We describe a simple approach for finding identical amino acid clusters on the outer surface of
α -helical coiled-coil proteins by examining the sequence of amino acids that compose the protein. Finding such similarities
is an important immunological problem, since these may correspond to cross-reactive epitopes, i.e., sites at which antibodies
produced against one protein also bind to another conformationally similar protein. Because of the regularities inherent in
a coiled-coil structure the position of each amino acid on the structure is predicted. Based on this prediction, our algorithm
finds similarities on the outer surface of the proteins. The matches found by our algorithm serve as an important screening
process, intended to indicate which experiments to conduct to determine sites that correspond to cross-reactive epitopes.

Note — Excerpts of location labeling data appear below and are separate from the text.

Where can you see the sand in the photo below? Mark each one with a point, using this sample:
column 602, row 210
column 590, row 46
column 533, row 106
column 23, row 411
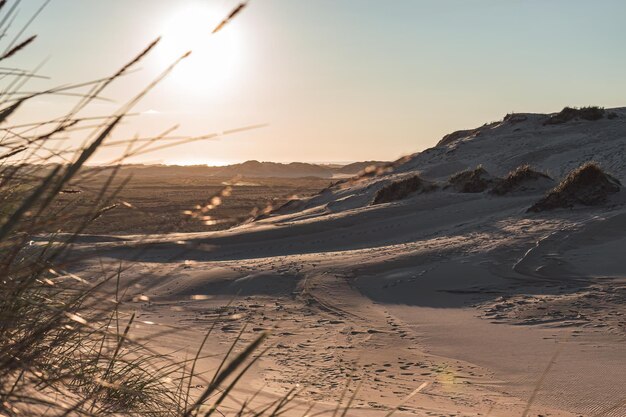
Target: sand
column 488, row 305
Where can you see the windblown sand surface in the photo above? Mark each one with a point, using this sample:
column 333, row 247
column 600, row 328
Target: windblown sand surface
column 488, row 304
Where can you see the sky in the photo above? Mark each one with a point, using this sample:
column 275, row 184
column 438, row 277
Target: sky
column 329, row 80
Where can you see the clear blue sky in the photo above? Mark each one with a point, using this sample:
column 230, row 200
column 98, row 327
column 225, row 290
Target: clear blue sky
column 336, row 80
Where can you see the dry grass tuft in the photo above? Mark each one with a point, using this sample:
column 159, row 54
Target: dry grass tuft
column 587, row 185
column 474, row 180
column 590, row 113
column 518, row 179
column 401, row 189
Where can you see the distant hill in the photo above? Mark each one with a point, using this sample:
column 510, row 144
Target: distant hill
column 255, row 169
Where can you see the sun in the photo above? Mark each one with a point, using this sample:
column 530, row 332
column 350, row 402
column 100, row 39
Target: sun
column 216, row 58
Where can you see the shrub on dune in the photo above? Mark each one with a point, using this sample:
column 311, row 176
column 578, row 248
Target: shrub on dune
column 474, row 180
column 590, row 113
column 587, row 185
column 520, row 179
column 401, row 189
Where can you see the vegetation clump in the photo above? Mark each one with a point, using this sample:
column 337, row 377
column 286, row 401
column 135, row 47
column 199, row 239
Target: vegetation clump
column 518, row 180
column 587, row 185
column 401, row 189
column 591, row 113
column 474, row 180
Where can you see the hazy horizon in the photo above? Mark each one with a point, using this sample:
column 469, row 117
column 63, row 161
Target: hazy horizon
column 331, row 81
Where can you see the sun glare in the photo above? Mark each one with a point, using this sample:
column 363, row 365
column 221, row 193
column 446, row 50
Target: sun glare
column 215, row 59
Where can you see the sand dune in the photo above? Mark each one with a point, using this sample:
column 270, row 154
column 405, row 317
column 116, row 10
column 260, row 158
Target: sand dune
column 463, row 290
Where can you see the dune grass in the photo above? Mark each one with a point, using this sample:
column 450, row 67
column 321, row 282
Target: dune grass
column 516, row 179
column 587, row 185
column 401, row 189
column 590, row 113
column 474, row 180
column 66, row 342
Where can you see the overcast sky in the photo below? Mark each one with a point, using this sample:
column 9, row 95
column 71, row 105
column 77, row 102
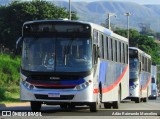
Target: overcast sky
column 137, row 1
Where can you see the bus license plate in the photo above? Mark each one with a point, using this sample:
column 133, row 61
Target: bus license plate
column 51, row 95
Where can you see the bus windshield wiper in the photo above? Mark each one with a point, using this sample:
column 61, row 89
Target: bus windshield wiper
column 67, row 50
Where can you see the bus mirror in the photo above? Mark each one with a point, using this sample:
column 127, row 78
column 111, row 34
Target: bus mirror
column 140, row 65
column 19, row 46
column 98, row 52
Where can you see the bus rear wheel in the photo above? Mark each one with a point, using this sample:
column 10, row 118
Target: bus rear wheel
column 35, row 106
column 94, row 106
column 137, row 100
column 107, row 105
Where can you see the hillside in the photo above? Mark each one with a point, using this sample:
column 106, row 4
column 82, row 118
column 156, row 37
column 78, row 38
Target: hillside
column 97, row 12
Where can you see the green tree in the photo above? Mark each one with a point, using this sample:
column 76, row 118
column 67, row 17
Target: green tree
column 16, row 13
column 143, row 42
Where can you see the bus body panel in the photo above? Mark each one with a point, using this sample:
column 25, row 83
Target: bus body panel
column 84, row 95
column 109, row 74
column 140, row 84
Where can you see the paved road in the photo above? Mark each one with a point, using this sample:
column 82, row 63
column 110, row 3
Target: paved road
column 127, row 108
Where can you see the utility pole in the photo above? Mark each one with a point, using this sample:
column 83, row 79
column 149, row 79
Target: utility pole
column 109, row 15
column 127, row 14
column 69, row 9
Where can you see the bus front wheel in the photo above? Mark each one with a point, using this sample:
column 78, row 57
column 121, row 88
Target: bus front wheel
column 35, row 106
column 137, row 100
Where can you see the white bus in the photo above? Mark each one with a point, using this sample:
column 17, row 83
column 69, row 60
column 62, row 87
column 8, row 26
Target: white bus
column 71, row 63
column 154, row 89
column 140, row 75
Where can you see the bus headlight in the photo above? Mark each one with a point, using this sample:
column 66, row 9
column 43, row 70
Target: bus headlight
column 82, row 86
column 28, row 85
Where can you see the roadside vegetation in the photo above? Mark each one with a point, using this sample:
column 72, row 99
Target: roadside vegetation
column 9, row 78
column 11, row 29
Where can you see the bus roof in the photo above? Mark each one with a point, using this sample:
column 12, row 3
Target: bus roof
column 93, row 25
column 140, row 51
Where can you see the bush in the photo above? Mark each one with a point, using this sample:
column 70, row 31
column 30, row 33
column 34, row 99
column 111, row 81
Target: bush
column 9, row 77
column 9, row 70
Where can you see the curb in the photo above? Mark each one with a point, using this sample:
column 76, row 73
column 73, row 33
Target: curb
column 15, row 104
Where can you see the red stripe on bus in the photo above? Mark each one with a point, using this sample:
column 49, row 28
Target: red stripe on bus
column 144, row 88
column 51, row 85
column 104, row 90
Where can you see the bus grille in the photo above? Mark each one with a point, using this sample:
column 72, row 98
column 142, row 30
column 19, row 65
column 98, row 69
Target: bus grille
column 60, row 87
column 62, row 97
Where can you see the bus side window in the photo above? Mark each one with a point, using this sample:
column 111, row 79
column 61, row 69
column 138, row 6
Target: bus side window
column 120, row 59
column 95, row 57
column 101, row 46
column 115, row 53
column 95, row 36
column 107, row 48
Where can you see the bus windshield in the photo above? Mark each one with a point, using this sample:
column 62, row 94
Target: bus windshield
column 133, row 64
column 56, row 54
column 133, row 67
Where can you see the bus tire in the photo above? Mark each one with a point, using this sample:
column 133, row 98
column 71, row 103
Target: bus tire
column 94, row 106
column 115, row 104
column 145, row 99
column 107, row 105
column 35, row 106
column 64, row 106
column 137, row 100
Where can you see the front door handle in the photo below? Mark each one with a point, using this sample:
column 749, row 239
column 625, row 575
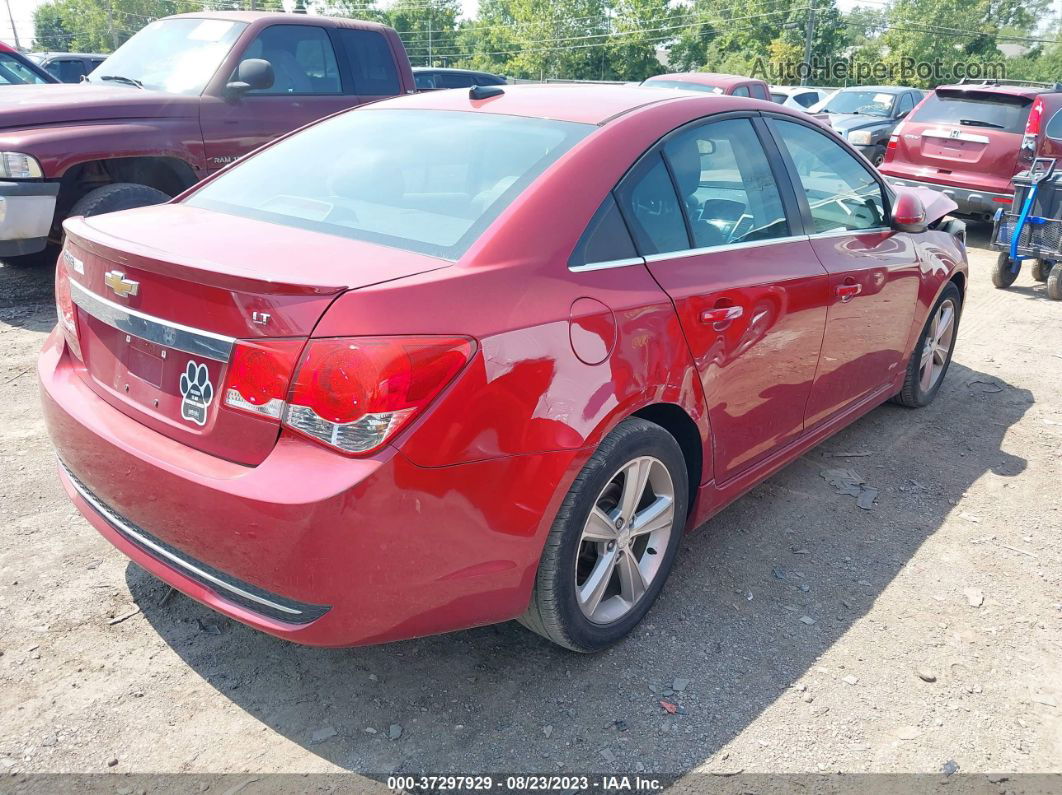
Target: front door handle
column 848, row 292
column 721, row 315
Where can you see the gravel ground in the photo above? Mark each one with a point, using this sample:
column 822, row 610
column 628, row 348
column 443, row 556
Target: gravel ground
column 799, row 632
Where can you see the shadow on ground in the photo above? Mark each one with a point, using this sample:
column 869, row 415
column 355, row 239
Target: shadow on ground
column 500, row 698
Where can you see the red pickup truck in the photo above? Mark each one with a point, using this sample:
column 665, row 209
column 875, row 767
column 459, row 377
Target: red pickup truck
column 183, row 98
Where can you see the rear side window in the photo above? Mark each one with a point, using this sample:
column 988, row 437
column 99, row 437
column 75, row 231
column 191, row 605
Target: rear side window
column 605, row 239
column 371, row 63
column 649, row 203
column 975, row 109
column 424, row 180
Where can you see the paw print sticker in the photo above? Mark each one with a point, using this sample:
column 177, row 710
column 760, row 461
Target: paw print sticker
column 195, row 393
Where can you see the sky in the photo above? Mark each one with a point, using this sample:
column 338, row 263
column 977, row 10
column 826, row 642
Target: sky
column 22, row 12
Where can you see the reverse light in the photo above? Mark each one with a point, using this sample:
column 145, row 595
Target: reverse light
column 354, row 394
column 18, row 166
column 259, row 374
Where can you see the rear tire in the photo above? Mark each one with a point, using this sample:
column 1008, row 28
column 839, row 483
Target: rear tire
column 934, row 349
column 1042, row 269
column 1003, row 276
column 578, row 550
column 1055, row 282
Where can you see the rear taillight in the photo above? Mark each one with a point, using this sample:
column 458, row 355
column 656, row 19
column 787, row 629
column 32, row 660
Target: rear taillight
column 354, row 394
column 1028, row 151
column 64, row 308
column 259, row 374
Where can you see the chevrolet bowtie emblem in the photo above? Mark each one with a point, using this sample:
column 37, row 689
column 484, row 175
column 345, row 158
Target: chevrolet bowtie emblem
column 121, row 287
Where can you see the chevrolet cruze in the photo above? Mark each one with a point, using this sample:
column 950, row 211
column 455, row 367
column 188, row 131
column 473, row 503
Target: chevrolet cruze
column 466, row 357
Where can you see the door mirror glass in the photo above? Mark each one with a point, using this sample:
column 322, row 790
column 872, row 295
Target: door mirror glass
column 908, row 212
column 253, row 74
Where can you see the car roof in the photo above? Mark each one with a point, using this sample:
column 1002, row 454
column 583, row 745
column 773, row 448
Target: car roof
column 706, row 79
column 1012, row 90
column 263, row 16
column 585, row 104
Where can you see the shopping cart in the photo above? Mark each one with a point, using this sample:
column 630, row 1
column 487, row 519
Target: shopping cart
column 1032, row 232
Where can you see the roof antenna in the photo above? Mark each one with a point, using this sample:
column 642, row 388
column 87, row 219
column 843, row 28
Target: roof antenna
column 484, row 92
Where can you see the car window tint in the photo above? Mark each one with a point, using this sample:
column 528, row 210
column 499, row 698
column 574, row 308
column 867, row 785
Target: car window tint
column 605, row 238
column 841, row 193
column 725, row 184
column 650, row 206
column 447, row 80
column 975, row 109
column 302, row 57
column 1054, row 128
column 423, row 180
column 372, row 64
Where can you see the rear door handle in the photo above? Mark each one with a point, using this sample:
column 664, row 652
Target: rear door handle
column 848, row 292
column 721, row 314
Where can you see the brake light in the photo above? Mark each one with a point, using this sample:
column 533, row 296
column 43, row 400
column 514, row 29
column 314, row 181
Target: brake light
column 354, row 394
column 64, row 308
column 259, row 374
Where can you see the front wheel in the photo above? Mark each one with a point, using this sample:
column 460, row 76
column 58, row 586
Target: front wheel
column 1055, row 282
column 932, row 353
column 1003, row 274
column 614, row 540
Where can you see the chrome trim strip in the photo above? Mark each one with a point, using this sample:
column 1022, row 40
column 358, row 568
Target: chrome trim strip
column 607, row 263
column 839, row 232
column 125, row 529
column 723, row 247
column 171, row 334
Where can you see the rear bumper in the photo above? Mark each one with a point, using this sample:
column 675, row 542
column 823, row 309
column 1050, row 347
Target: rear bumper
column 970, row 202
column 363, row 550
column 27, row 209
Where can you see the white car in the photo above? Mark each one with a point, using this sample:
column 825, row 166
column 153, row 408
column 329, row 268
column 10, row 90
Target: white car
column 799, row 97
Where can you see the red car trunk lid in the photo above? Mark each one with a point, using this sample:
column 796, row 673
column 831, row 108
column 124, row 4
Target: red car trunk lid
column 164, row 293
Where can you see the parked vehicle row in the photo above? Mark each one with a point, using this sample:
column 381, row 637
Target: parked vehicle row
column 392, row 376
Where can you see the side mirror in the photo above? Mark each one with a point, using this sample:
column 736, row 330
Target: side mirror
column 908, row 212
column 252, row 74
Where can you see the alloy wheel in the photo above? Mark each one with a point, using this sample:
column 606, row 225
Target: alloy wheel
column 937, row 347
column 623, row 540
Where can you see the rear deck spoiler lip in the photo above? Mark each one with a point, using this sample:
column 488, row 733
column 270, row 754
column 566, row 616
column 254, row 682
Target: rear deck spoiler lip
column 122, row 251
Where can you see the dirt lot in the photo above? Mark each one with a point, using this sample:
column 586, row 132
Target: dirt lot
column 799, row 632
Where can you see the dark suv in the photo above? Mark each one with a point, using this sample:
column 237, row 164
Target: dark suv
column 968, row 140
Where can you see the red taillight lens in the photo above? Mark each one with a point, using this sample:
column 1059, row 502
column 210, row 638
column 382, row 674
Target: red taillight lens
column 356, row 393
column 64, row 308
column 259, row 374
column 1035, row 117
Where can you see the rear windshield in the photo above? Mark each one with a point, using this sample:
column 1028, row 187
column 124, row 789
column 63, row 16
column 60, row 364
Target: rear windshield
column 425, row 180
column 991, row 111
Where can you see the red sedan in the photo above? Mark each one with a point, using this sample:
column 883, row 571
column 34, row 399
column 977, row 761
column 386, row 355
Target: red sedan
column 466, row 357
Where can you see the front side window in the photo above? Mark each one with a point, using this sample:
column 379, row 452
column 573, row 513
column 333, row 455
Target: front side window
column 371, row 63
column 424, row 180
column 867, row 103
column 176, row 55
column 841, row 193
column 648, row 201
column 302, row 57
column 725, row 184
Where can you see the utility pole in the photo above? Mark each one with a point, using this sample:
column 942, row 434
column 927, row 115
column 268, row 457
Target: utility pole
column 14, row 30
column 808, row 37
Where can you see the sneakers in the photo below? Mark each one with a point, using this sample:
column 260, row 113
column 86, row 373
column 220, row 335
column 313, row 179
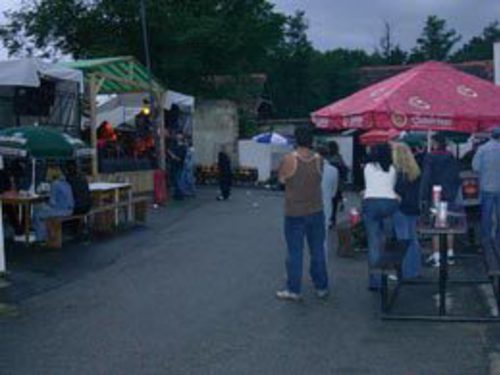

The location of several cross-reactive epitopes between M proteins and myosins had been verified experimentally. Although
our approach makes many simplifying assumptions, these epitopes always correspond to clusters of identical amino acids, which
our algorithm predicted to be contiguous on the outer surface. Our algorithm runs in
O(n+m+r) time and
O(n+m) space, where
n and
m are the lengths of the protein sequences, and
r is the number of matching amino acids that appear in the same structural position of the
α -helix in both sequences.
Key words. Computational biology, Protein structure, Coiled-coil, Epitope, Dynamic programming.
Received June 7, 1997; revised March 23, 1998.